You can use the Spark orchestrator to run flows with large loads that consume more resources.

Prerequisites

  • watsonx.ai
  • watsonx.data Spark
  • Datasift API Version 1.0.1092 or above

Configuring the Lakehouse and Spark instances

  1. In the IBM watsonx context, verify that Lakehouse is available: from the main menu, select Services > Service instances and search for IBM watsonx.data Lakehouse.
  2. Create a watsonx.data Spark instance inside Lakehouse:
    1. Open the Infrastructure Manager.
    2. Select Add Component.
    3. Select IBM Spark, click Next.
    4. In the Configurations tab, select Create a native Spark engine and specify version 3.5. Define the Engine home to store the logs. Either select from the existing volumes or create a new volume.
    5. Click Create.

Configuring Spark for the Unstructured Data Integration flow

  1. Open a project where you want to run the flow and go to the Manage tab.
  2. Select Enviroments and open the Templates tab.
  3. Click New template.
  4. Provide the following Spark environment details:
    • Type: Spark
    • Spark engine: Select the lakehouse instance
    • Software version: Python 3.11 with watsonx.data Spark 3.5
  5. Click Create.
  6. Create a job with Spark to run the flow.

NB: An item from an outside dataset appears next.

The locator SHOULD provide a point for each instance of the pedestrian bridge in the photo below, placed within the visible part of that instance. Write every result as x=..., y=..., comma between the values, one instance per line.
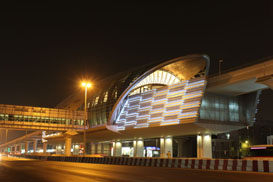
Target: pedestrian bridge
x=38, y=118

In the Configuration step, provide the following information:
    • Runtime:Spark
    • Lakehouse instance: instance_name
    • Service instances: engine_name, for example, Spark35
    • Environments: environment_name
  7. Save the changes.

When you click Run Flow, the flow is executed on the Spark Cluster in a distributed fashion.

Accessing Spark logs

  1. Locate the volume name of the Spark instance. Open Infrastructure Manager, select your Spark instance, and check the associated volume name under Engine home volume.
  2. In the main menu, select Services > Instance. Select the instance from the previous step.
  3. Open the volume and find a folder named spark. Within that folder, find the Spark Application ID and open.
  4. Inside the application ID folder, find the Spark Pod ID. Open the logs folder.
  5. Select the name ending with stdout. It contains the Unstructured Data Integration logs.